# Gold annotation support
This demo uses the demo CATMA project.
If you want to use it for your own annotations you first have to clone your CATMA project locally.
For further information about cloning your CATMA project see [this notebook](https://github.com/forTEXT/gitma/blob/main/demo/notebooks/load_project_from_gitlab.ipynb).

## Table of contents
* [Introduction](#1-bullet)
* [Load the CATMA project](#2-bullet)
* [Create automated gold annotations](#3-bullet)

## Introduction <a class="anchor" id="1-bullet"></a>
To support the creation of gold annotations, this package can be used to copy the matching annotations of two annotators into a gold annotation collection.
In the CATMA user interface the missing annotations can be created manually and the automatically created gold annotations can be revised.

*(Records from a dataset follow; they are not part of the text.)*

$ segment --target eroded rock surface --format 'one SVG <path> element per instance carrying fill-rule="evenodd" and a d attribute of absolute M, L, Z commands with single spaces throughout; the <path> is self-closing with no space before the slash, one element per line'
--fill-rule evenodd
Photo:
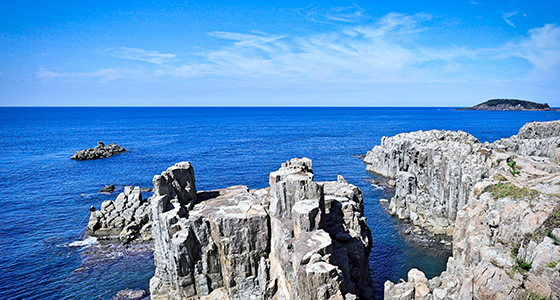
<path fill-rule="evenodd" d="M 91 213 L 87 234 L 124 244 L 148 242 L 152 238 L 149 221 L 148 201 L 142 198 L 140 187 L 127 186 L 114 201 L 103 201 L 101 208 Z"/>
<path fill-rule="evenodd" d="M 361 191 L 313 176 L 303 158 L 260 190 L 197 193 L 188 163 L 154 177 L 152 299 L 371 299 Z"/>
<path fill-rule="evenodd" d="M 559 136 L 554 121 L 493 144 L 449 131 L 383 138 L 365 161 L 396 177 L 391 212 L 453 235 L 446 271 L 413 269 L 385 283 L 385 299 L 560 299 Z"/>
<path fill-rule="evenodd" d="M 94 148 L 76 151 L 70 158 L 75 160 L 98 159 L 111 157 L 114 154 L 123 152 L 126 152 L 126 149 L 115 143 L 105 145 L 103 142 L 97 142 L 97 146 Z"/>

What is considered a matching annotation can be customized.
Explanations follow below.

To proceed, it is necessary that an empty annotation collection has already been created in the CATMA UI, into which the gold annotations will be written.

## Load the CATMA project <a class="anchor" id="2-bullet"></a>

In [None]:
from gitma import CatmaProject

In [None]:
my_project = CatmaProject(
    projects_directory='../projects/',
    project_name='CATMA_9385E190-13CD-44BE-8A06-32FA95B7EEFA_GitMA_Demo_Project'
)

As can been seen above, an empty annotation collection has already been created.
We will use this annotation collection as the target location for the gold annotations.

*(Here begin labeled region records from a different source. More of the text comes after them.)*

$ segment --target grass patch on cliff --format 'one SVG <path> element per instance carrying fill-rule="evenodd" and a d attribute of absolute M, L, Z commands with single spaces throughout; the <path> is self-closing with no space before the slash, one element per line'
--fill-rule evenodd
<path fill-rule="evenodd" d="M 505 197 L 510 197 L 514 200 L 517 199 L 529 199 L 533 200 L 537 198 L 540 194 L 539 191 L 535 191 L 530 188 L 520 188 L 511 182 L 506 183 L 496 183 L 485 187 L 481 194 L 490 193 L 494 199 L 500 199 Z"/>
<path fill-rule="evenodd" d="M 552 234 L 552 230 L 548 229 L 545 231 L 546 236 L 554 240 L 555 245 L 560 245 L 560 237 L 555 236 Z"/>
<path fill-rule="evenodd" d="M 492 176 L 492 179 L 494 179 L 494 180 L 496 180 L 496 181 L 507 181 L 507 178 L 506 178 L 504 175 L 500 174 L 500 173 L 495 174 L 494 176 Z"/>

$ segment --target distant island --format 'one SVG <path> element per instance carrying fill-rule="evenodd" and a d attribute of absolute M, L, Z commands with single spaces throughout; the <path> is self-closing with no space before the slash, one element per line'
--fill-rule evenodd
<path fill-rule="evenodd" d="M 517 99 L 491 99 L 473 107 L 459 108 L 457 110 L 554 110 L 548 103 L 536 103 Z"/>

## Create automated gold annotations <a class="anchor" id="3-bullet"></a>
The method `create_gold_annotations()` compares 2 annotation collections.
These are specified by the first 2 arguments: `ac_1_name` and `ac_2_name`.
This is followed by the:
- name of the gold annotation collection: `gold_ac_name`
- a list of tag names that should not be considered when creating the gold annotations: `excluded_tags`
- the minimal annotation overlap that is required for a match: `min_overlap`. This should be set to at least `0.5`.
- whether only annotations with the same tag are considered a match: `same_tag`.
 If your annotation project is more focused on segmentation or unitizing this might be set to `False`.
- whether `'matching'` or `'none'` property values should be included in the gold annotations: `property_values`
- whether the newly created gold annotations should be pushed to CATMA's GitLab backend: `push_to_gitlab` *(Note that to use this option you currently need a separate Git installation with valid saved credentials for your CATMA account)*

In [None]:
my_project.create_gold_annotations(
    ac_1_name='ac_1',               # change to your collection name if you don't use the demo project
    ac_2_name='ac_2',               # change to your collection name if you don't use the demo project
    gold_ac_name='gold_annotation',
    excluded_tags=[],
    min_overlap=0.95,               # raise to 1.0 if only full annotation pairs with full span matching should be included in gold annotations
    same_tag=True,
    property_values='matching',     
    push_to_gitlab=False            # the push to GitLab will not work with the demo project
)

In addition to the newly created gold annotations, the method `create_gold_annotations()` returns a short report.
In the demo project, 16 annotations met the defined criteria for matches.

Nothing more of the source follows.